INTRODUCTION
On 24 October 1996, the Committee started a series of hearings into science and technology and the innovation gap in Canada. Science and technology (S&T) are key to our economic future. Our ability to increase productivity in existing industries and to create jobs in new industries depend on a healthy science community and a receptive innovative business community. We decided to hold our meetings in a roundtable format to stimulate a free exchange of ideas between witnesses from industry and science. The Committee held ten roundtables and heard from sixty-two witnesses. We are grateful that so many people set aside time in their busy schedules to take part in our roundtables.
Many of the witnesses we heard emphasized the need to look at Canada's innovation system as a whole. Robert McLean of the International Federation of Institutes for Advanced Study presented an informative diagram of the system as a whole with the linkages marked.
In its strategy, the federal government saw its role not merely to better direct and manage the federal research and development (R&D), but to be an agent to strengthen the Canadian innovation system.
Innovation is as much regional and local as it is national. A climate for innovation is created by the leadership and drive of clusters of firms in an industry, along with the financial institutions serving them; responsive education and training institutions; local research bodies; boards of trade; municipal, territorial and provincial governments; entrepreneurs; and many others.
Canada's challenge is to put our knowledge to work to create an effective and resilient innovation system that maximizes the synergies from activities performed at all levels and across all sectors and regions. This is critically important for a mid-sized country like Canada, which has more limited resources than its major trading partners, but equivalent competitive challenges. But our size should be no obstacle; smaller economies than ours have succeeded in creating innovation systems that work well for them. We must take a more deliberate approach to building the Canadian innovation system, by understanding how it functions, playing on its strengths and reducing its weaknesses, engaging all the participants, and getting the federal government's role right. This will be a cornerstone of the federal government's strategy in building a more innovative economy.1History provides examples of countries whose innovation systems were not up to the challenges presented by new technologies.
[W]e had the first industrial revolution, which was steam power. We know a bit about its effect. The second one was electricity for steam power. We know more about its effect. The third one you're in is not the information revolution; it's actually chips for neurons. I want to underline that it's the creation of low-level intelligence systems that function in society and make an enormous number of things possible, from genetics, etc., in the system to the flying of the aircraft I came here on.
A characteristic of these revolutions is that if you don't make the right investments, you'll lose out on them. The problem is that they take a long time. They do not occur in one year or ten years. We know that the second revolution took over 40 years to fully play itself out, with complex effects on society. . .

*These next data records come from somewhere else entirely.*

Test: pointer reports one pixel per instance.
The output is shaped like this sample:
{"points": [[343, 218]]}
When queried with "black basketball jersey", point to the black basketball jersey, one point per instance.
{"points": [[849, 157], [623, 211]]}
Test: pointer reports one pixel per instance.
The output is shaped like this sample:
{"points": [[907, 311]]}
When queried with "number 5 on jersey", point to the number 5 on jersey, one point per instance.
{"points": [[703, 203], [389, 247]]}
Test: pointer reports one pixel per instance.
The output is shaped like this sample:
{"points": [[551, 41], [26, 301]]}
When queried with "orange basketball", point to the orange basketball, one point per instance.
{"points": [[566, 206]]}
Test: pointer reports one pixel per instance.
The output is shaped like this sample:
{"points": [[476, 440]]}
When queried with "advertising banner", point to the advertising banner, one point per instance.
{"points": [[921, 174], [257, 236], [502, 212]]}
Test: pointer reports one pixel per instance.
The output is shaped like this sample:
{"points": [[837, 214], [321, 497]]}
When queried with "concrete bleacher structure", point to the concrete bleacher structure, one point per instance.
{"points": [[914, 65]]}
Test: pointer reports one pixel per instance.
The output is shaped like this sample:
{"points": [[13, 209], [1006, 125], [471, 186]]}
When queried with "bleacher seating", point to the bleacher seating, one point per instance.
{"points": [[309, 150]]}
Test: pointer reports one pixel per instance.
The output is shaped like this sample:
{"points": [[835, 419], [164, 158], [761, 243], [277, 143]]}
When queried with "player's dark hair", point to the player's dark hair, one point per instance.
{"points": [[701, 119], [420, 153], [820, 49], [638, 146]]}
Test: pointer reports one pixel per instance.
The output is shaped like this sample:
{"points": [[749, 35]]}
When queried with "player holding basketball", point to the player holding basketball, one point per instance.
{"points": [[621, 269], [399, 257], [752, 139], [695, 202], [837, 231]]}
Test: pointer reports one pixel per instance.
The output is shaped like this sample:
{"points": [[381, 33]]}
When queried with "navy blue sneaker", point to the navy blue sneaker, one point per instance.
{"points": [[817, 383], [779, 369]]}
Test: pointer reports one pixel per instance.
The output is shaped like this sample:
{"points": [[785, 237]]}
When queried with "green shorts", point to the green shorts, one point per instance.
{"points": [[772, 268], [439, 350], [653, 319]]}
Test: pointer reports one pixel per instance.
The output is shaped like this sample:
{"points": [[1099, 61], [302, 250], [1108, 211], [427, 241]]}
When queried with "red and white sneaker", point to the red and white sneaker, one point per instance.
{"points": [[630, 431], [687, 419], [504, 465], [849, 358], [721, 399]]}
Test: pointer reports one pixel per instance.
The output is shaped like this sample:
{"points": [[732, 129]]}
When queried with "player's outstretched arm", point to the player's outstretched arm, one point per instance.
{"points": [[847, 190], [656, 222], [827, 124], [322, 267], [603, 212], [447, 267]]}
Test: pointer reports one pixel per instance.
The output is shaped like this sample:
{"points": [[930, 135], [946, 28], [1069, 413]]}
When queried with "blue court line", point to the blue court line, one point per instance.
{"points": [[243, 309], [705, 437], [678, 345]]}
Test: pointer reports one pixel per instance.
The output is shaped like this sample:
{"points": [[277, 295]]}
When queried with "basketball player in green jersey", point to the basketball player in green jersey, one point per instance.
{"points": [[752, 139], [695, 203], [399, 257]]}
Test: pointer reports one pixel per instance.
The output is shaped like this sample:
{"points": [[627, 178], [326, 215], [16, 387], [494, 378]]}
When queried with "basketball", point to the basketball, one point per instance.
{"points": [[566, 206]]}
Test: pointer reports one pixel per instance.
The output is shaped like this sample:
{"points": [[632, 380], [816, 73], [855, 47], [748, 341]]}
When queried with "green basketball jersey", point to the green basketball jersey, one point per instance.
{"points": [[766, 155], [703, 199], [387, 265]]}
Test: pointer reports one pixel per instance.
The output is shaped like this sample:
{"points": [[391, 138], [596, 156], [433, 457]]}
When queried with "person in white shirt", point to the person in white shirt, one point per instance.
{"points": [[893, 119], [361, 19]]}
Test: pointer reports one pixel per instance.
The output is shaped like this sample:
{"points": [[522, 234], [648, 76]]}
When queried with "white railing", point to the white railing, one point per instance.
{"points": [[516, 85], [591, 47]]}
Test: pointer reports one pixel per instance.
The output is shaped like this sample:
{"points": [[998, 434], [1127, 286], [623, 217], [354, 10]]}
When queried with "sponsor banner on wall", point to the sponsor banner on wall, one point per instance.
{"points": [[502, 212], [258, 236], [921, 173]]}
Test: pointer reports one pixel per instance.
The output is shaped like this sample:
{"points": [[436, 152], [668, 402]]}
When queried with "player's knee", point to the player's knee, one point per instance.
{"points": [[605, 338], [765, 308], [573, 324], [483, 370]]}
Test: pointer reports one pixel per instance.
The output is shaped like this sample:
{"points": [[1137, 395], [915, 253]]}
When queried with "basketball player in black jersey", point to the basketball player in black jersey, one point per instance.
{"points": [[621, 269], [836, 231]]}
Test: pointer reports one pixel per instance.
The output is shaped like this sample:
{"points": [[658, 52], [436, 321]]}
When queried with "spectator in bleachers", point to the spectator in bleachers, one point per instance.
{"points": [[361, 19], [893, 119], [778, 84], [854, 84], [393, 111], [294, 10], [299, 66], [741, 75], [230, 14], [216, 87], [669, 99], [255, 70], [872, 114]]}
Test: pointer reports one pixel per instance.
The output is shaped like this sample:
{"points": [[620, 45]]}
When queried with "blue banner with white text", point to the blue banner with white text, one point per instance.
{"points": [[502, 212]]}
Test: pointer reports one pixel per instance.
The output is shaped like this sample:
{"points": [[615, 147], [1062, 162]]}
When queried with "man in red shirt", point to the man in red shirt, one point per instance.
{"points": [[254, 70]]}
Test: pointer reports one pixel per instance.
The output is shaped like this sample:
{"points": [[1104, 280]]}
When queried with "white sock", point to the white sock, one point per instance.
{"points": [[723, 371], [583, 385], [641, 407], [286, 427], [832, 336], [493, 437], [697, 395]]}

What you notice is that the per capita wealth of the United Kingdom in 1990 dollars. . . has slid from being first in the world in 1900 to being twenty-third today. It did so by neatly failing to do what is perhaps the single most important part of this story: to actually invest in the new economy.
As the roundtables progressed, it became clear to us that we should expand our mandate to cover the question of the level of foreign ownership in the Canadian economy and how this affects the innovation gap. As the OECD has noted, much more R&D is financed by foreign sources in Canada than in other OECD countries, but still, there might be a tendency for R&D to be undertaken at the headquarters abroad rather than in Canada. Many of the witnesses who addressed our fifth question on how well Canadian institutions are meeting the skill needs of high-tech industries voiced serious concern about the supply of engineers and computer science graduates. Good jobs are going begging, and wealth-creating projects cannot get off the ground. These questions need further consideration, and we shall be holding further roundtables before we present our final report.
This Interim Report summarizes what the Committee heard, and makes some recommendations to the Minister of Finance for the upcoming budget.
1 Science and Technology for the New Century - A Federal Strategy," March 1996, p. 4.